In another experiment, it had been observed that following an oral administration of thermolysin hydrolysates isolated from Chum Salmon muscle, the systolic BP (SBP) of SHRs reduced significantly with respect to control rats. The highest reduction in SBP took place soon after 4 hours of peptide ingestion implying that short chain peptides were responsible for lowering down of BP. Reduction in BP after a time period of 6–8 hours of oral administration is often considered to be the effect of peptide with large chain length as a large peptides chains get converted from the substrate into true ACE inhibitors and this process in in vivo consume time for conversion of long chains into short chain and to work further [63]. Additional observation was made that the SBP of rats of all test groups came down to their initial level after 24 hours of peptide intake which suggest that the hydrolysates of Chum Salmon are capable of lowering the BP temporarily which makes them temporary hypotensors.

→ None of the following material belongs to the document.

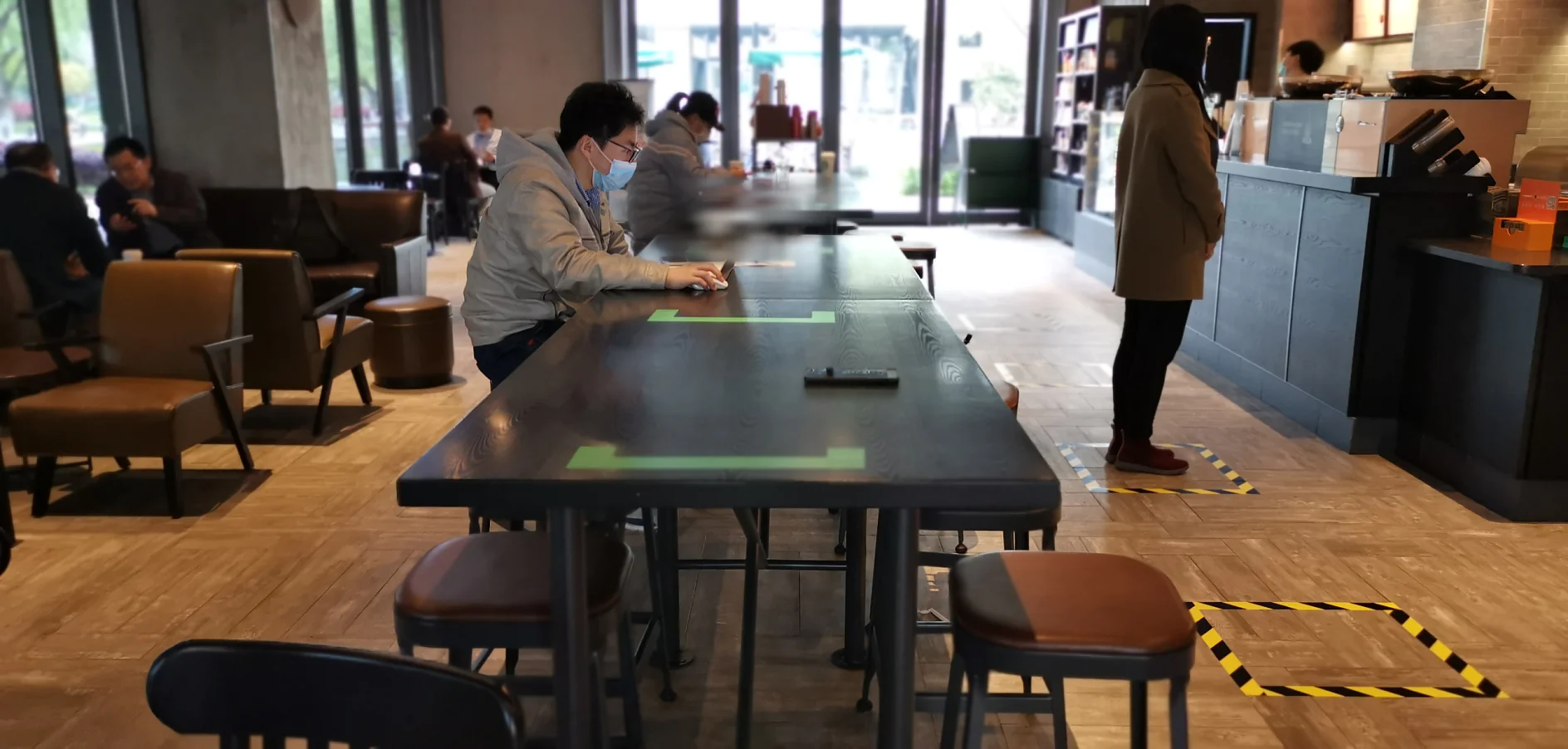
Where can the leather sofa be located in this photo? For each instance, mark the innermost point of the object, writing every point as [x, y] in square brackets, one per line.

Likewise, fish hydrolysates obtained through enzyme hydrolysis of fillet of Pacific hake, Merluccius showed an inhibitory activity against ACE in in vitro experiment at an IC50 of 165 μg/ml. Correspondingly, protein hydrolysates from the skeleton and head discard of Cod and Limanda aspera demonstrated a reduction in ACE activity [64]. Protein hydrolysates from fillets of catfish with alkaline hydrolysis showed various fractions of hydrolysates with different degree of hydrolysis [65]. All fractions confirmed of holding considerable amount of antioxidant properties, as well as ACE inhibiting activity. Experiments with FPH also showed existence of both anticoagulative and antithrombotic effects in laboratory conditions suggesting that the fish peptides has a role in activating blood coagulation pathway [66].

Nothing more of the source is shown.